Edited to correct two small oversights in the code examples. And edited again with thanks to Josh to catch a setup error relative to fun2c.
I think this is cheating and not generalizable, but: according to the rules you have above, any occurrence of 1 in the vector will make all subsequent elements 1 (by recursion: z[i] is 1 set to 1 if z[i-1] equals 1; therefore z[i] will be set to 1 if z[i-2] equals 1; and so forth). Depending on what you really want to do, there may be such a recursive solution available if you think carefully about it ...
z <- c(1,1,0,0,0,0)
first1 <- min(which(z==1))
z[seq_along(z)>first1] <- 1
edit: this is wrong, but I'm leaving it up to admit my mistakes.
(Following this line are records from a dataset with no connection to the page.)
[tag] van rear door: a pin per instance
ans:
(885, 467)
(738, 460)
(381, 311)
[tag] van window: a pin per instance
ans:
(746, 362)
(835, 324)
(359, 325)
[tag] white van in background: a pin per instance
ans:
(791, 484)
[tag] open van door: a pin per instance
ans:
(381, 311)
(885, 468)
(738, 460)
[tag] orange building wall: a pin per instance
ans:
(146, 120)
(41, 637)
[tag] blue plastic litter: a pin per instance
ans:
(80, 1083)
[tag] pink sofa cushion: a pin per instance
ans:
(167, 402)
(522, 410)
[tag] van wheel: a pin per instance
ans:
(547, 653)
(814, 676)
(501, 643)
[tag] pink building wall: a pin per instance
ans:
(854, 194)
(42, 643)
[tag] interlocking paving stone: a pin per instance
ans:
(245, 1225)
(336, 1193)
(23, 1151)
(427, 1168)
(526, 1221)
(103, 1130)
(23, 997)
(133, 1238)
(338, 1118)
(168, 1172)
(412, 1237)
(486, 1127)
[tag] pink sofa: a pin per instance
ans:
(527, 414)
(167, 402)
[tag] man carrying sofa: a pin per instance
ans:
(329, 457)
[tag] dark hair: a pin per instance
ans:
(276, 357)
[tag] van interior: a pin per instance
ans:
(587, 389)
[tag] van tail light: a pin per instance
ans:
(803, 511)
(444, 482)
Based on a little bit of playing (and less thinking), I think the actual solution to this recursion is more symmetric and even simpler:
rep(z[1],length(z))
Test cases:
z <- c(1,1,0,0,0,0)
z <- c(0,1,1,0,0,0)
z <- c(0,0,1,0,0,0)
Check out the rollapply function in zoo.
I'm not super familiar with it, but I think this does what you want:
> c( 1, rollapply(z,2,function(x) x[1]) )
[1] 1 1 1 1 1 1
I'm sort of kludging it by using a window of 2 and then only using the first element of that window.
For more complicated examples you could perform some calculation on x[1] and return that instead.
Sometimes you just need to think about it totally differently. What you're doing is creating a vector where every item is the same as the first if it's a 1 or 0 otherwise.
z <- c(1,1,0,0,0,0)
if (z[1] != 1) z[1] <- 0
z[2:length(z)] <- z[1]
There is a function that does this particular calculation: cumprod (cumulative product)
> cumprod(z[zi])
[1] 1 0 0 0 0
> cumprod(c(1,2,3,4,0,5))
[1] 1 2 6 24 0 0
Otherwise, vectorize with Rccp as other answers have shown.
It's also possible to do this with "apply" using the original vector and a lagged version of the vector as the constituent columns of a data frame.